After dinner, He went out to the Garden of Gethsemane to pray (Mark 14:32-41). Away from everyone, He prayed alone with only His Heavenly Father present. As much as He knew what was about to happen to Him, He was still filled with sorrow and was distressed over it. He asked again and again if God would spare Him. But He also repeatedly prayed for God’s will to be done, not His own.
While we can look at the Last Supper as a model for fellowship in community and Jesus’ praying in the Garden of Gethsemane as a model for solitude, we can also look at these both as models of perfect humility and dependence on God.
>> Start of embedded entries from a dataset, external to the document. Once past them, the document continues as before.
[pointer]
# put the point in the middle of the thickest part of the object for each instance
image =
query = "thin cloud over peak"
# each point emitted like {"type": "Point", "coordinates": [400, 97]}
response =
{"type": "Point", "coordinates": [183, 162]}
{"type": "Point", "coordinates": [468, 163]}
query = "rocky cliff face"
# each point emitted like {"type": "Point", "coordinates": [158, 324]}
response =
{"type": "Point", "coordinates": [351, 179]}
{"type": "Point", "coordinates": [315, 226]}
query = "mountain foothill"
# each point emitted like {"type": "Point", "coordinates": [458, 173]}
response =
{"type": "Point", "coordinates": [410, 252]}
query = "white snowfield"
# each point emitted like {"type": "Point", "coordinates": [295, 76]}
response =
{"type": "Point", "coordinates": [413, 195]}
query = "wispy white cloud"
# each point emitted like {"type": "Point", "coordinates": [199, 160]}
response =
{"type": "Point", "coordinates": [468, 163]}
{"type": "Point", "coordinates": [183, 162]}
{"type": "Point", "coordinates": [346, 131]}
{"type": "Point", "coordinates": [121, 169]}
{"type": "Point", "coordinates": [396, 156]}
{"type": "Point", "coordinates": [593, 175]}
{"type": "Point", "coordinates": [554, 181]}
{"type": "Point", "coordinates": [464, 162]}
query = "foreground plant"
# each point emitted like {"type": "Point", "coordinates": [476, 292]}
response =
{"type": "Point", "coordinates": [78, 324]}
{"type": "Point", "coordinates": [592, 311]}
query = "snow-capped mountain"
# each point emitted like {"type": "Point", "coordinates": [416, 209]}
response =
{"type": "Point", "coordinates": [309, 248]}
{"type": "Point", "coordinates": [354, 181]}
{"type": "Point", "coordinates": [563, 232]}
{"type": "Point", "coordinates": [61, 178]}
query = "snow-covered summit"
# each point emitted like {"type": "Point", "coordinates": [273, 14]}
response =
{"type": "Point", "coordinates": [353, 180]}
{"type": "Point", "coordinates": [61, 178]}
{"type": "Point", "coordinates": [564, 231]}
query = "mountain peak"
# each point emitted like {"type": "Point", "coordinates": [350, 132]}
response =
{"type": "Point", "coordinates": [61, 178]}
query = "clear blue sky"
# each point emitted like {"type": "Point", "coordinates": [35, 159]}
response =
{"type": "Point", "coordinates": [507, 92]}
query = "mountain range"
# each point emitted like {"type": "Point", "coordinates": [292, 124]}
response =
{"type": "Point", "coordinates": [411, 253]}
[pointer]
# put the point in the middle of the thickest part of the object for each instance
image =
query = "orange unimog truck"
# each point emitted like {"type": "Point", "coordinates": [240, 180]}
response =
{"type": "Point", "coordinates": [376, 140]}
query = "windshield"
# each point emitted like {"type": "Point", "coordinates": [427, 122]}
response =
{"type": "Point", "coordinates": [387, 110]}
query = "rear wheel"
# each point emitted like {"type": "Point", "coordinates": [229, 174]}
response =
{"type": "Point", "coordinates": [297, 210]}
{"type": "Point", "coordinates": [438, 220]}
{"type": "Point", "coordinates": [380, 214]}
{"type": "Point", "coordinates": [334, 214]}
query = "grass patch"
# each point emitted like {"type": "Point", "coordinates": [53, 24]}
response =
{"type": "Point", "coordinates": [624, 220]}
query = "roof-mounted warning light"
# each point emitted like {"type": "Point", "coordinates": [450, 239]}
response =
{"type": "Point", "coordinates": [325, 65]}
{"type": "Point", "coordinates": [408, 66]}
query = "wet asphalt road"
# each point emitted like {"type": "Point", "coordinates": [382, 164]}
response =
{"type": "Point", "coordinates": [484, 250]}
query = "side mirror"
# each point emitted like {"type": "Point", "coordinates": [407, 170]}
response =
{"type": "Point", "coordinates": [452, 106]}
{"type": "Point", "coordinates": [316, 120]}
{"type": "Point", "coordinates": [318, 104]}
Inasmuch as His impending crucifixion could have been all about Him being a victim and the suffering He would endure, Jesus took the completely opposite approach. He was absolutely and completely humble in every way. In community at the table when His disciples worried, He comforted them and reminded them of the kingdom of God more than once. He also continued to give thanks to God, despite the fact that He personally was about to sacrifice His own life and take upon Himself, the world’s shame and punishment.
In the garden, in solitude, He expressed His sorrow, agony, and even questioned God. But in the end, each time He prayed, he laid it all down, trusting His heavenly Father by asking that God’s will be done, not His own.
How does Jesus’ perfect humility, proper perspective, connectedness to God, and encouragement to those around Him during some of the most intense hours of His life, display how to walk with God through a trial? How do Jesus’ actions in this story influence the way that we respond to trials in our story? The troubles may be big, but we, through Christ and the power of His Spirit, can experience a connectedness to God and a posture of humility even in the midst of those trials.
Let us pray…
Heavenly Father, as we move toward and through trials in our own lives, where we might feel victimized or are overwhelmed by grief or sorrow, help us to lift our eyes and look to your Son, Jesus, as our perfect example of humility and dependence on You.